The commercial property management process can be quite a challenge when it comes to controlling workload and getting results. The same can be said about retail property and shopping center management. On that basis every property manager should be well chosen for skills, knowledge and relevance to the property type.
The skill set behind the property management process is large and complex.
The Essential Skills of Property Management
Here are some of the skills and actions that are required of a property manager every day:
- Attention to detail when it comes to rent collection and arrears management
- Lease interpretation with all tenants in occupation
- Landlord contact on daily events and property performance issues
- Financial management of income and expenditure to a plan or budget
- Risk controls relating to property use and occupation
- Tenant mix planning and controls
- Vacancy management and leasing strategies
- Property inspections to ensure safe and reliable occupation by tenants
- Customer service (retail properties)
- Marketing strategies (retail properties)

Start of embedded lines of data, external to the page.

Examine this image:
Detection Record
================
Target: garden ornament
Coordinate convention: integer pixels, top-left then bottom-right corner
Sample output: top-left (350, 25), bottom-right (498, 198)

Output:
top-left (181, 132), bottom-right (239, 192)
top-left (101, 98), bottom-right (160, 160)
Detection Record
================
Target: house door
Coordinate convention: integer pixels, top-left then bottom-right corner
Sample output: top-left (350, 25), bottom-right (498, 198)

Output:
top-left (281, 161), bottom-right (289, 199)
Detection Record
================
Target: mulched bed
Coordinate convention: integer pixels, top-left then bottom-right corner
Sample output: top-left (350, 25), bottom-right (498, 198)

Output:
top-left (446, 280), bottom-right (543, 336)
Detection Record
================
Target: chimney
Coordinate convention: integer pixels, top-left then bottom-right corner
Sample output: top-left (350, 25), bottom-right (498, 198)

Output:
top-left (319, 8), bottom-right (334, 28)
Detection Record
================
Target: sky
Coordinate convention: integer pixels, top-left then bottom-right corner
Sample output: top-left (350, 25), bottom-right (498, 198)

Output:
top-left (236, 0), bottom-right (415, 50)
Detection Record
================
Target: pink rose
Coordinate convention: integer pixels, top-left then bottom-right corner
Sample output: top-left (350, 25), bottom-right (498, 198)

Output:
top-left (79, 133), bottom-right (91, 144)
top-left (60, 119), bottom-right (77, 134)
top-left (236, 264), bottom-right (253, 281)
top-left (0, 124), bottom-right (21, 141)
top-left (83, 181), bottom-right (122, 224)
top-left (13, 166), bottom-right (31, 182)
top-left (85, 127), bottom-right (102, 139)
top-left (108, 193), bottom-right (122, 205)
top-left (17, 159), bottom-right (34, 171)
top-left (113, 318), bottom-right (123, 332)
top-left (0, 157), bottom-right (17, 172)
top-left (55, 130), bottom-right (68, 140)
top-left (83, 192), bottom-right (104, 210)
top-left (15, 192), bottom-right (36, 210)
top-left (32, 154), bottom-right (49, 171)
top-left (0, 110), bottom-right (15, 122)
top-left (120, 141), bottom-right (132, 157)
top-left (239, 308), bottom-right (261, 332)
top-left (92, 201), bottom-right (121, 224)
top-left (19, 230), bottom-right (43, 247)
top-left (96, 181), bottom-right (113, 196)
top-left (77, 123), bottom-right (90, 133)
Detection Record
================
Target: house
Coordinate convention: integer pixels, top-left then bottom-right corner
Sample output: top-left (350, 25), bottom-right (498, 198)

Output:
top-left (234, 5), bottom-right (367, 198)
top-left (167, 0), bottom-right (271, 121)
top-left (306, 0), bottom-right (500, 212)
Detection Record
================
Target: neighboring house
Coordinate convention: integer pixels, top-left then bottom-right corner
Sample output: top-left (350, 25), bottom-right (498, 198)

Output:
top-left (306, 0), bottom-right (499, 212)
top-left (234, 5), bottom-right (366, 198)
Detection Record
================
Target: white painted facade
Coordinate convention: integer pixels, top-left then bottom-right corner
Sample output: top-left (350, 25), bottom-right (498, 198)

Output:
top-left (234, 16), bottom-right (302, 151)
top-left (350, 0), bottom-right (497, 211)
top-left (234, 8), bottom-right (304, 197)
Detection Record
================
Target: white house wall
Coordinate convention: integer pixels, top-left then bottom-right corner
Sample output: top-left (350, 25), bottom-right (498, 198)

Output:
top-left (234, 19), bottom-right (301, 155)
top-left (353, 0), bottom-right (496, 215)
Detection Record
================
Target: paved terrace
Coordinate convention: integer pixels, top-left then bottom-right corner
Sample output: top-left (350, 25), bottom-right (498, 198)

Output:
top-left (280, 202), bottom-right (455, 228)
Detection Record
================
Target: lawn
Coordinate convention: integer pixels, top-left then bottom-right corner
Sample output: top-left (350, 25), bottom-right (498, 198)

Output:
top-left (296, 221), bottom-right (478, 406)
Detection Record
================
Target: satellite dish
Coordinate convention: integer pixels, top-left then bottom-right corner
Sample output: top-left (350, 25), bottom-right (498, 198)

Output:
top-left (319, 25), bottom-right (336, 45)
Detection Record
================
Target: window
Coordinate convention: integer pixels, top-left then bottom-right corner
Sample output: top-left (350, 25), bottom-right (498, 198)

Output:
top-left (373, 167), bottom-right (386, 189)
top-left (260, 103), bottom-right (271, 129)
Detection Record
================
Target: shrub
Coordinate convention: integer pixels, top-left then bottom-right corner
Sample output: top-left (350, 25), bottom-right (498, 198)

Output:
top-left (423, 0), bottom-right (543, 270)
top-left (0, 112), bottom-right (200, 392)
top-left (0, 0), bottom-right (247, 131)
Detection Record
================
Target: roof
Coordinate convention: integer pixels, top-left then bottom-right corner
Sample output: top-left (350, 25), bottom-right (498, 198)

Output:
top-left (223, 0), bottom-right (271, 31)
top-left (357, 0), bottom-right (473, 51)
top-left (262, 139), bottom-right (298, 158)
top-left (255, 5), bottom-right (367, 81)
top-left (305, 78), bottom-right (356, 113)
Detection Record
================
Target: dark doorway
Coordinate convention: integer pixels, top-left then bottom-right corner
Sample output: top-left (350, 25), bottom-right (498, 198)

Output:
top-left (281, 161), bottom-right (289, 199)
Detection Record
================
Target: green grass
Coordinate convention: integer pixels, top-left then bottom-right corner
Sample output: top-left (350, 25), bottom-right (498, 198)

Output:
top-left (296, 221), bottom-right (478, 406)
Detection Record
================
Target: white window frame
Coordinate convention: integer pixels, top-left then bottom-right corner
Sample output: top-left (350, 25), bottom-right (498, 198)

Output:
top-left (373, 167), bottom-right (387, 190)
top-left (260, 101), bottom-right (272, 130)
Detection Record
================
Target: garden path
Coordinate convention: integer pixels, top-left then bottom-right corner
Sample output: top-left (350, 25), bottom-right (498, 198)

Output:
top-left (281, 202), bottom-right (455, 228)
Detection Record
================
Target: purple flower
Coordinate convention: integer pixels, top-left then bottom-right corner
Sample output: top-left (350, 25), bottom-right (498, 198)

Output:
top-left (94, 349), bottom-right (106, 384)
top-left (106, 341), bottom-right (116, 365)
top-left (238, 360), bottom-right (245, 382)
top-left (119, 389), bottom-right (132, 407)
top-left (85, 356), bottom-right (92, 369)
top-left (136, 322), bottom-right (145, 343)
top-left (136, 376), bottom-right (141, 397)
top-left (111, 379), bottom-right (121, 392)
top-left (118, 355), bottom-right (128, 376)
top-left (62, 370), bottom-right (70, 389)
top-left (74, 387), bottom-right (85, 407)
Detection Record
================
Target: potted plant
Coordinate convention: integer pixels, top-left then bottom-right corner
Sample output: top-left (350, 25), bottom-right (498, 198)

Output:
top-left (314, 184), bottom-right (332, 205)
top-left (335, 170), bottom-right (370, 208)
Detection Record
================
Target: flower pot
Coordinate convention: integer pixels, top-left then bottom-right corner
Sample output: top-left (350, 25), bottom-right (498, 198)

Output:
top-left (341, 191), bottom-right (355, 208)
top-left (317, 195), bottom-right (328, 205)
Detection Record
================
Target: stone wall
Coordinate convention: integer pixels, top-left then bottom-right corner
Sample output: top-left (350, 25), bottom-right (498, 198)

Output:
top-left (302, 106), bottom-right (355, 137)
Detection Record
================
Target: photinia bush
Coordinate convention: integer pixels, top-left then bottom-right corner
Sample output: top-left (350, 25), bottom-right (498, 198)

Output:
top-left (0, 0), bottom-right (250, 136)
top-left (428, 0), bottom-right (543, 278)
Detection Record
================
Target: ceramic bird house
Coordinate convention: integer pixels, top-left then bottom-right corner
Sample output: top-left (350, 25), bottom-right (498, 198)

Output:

It is interesting to note that a property manager that is working under stress can make some costly mistakes and that will come back to haunt the agency. Far too many property managers are loaded with too many properties or tenants for the sake of getting income up and cost down.
The fee for a property management service should be carefully set with due regard for the work and the skills involved with each property. A ‘two and a half time’s salary approach’ is a good standard to apply in setting portfolios for managers.
Take care in accepting or taking a new property management portfolio with a low fee base; high workload requirements without a corresponding high fee will only destabilise the property management department, your staff and the income budget.
Key Service Factors
When you look at the fee generated from a manager’s portfolio, take into consideration the following facts:
- The requirements of the landlord when it comes to communication, reporting, and control.
- The numbers of tenants in the property and the demands that they place on property operations.
- The type of property. A retail property is a lot more work than an office or industrial property.
- Maintenance demands placed on the manager. Property age and complexity will have an impact on those demands.
- The shifts and changes needed in the leases for the tenants in occupancy
- Vacancy and leasing strategies required to get income up and a stabilised tenant mix.
- Marketing efforts required to promote the property locally to tenants, businesses, and customers.
It is easy to see that you really do need to consider your staff, the fees you charge, and the workload generated from each managed property. It is not an easy process but it can be done with effectiveness.
Do you really want to manage a property for the long term on a low fee base? I think not, let the landlord struggle with their property problems. Take on the good properties and good clients at a reasonable fee.